Subventions et des contributions :

Subvention ou bourse octroyée s'appliquant à plus d'un exercice financier. (2017-2018 à 2022-2023)

In the central nervous system, the hypothalamus plays a key role in regulating energy intake and expenditure by integrating circulating metabolic and hormonal signals. These signals directly modulate the activity of hypothalamic neurons to coordinate appropriate behavioural and physiological responses to maintain energy homeostasis. Fatty acids (FA) act in hypothalamic cells to regulate feeding and glucose homeostasis. However, the mechanisms involved remain elusive. Besides circulating FA, the role of neutral glycerolipid lipases that generate FA from intracellular triglycerides (TG) stores in the regulation of energy balance has not been explored.

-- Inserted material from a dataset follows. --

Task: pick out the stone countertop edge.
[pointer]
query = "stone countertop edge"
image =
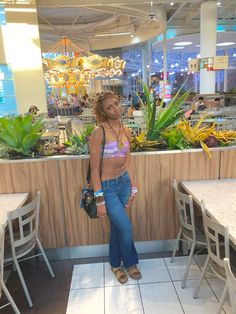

The main objective of our research program is to characterize the role of neuronal Adipose Triglyceride Lipase (ATGL), a key intracellular enzyme catalyzing the first and committed step of TG hydrolysis in peripheral tissues, in the hypothalamic control of energy homeostasis. In addition, we will investigate if Pigment Epithelium-Derived Factor (PEDF), a circulating adipokine that regulates lipid metabolism in peripheral tissues via ATGL, acts in the hypothalamus as a signal of energy sufficiency to maintain energy balance via neuronal ATGL. Based on promising preliminary findings supporting the novel concept that PEDF-ATGL signalling in hypothalamic neurons plays a key role in the control of energy balance, we propose to 1- investigate the impact of central PEDF on energy homeostasis, identify PEDF-activated hypothalamic neuronal networks and characterize the regional and cellular expression pattern of ATGL in the brain, 2- determine the role of neuronal hypothalamic ATGL on energy homeostasis and central effects of PEDF using a targeted neuronal ATGL loss-of-function strategy and pharmacological inhibition of ATGL and, 3- characterize the signalling and metabolic pathways modulated by PEDF via ATGL in hypothalamic neurons and identify lipid-derived signals generated by the PEDF-ATGL pathway using lipidomics and identify potential downstream targets.
The role of neutral glycerolipid lipases in fundamental aspects of cell physiology and signalling is becoming more and more recognized. However, their contribution in neuronal FA signalling and control of energy homeostasis remains unknown. Thus, this research program will provide important insights on the fundamental role of ATGL and signalling via the PEDF-ATGL pathway in hypothalamic neurons and its function in the neuronal regulation of energy homeostasis. By combining molecular and cellular aspects as well as integrative models to study metabolic physiology and neuronal circuitry in mice, our program will provide high level, multidisciplinary training of HQP.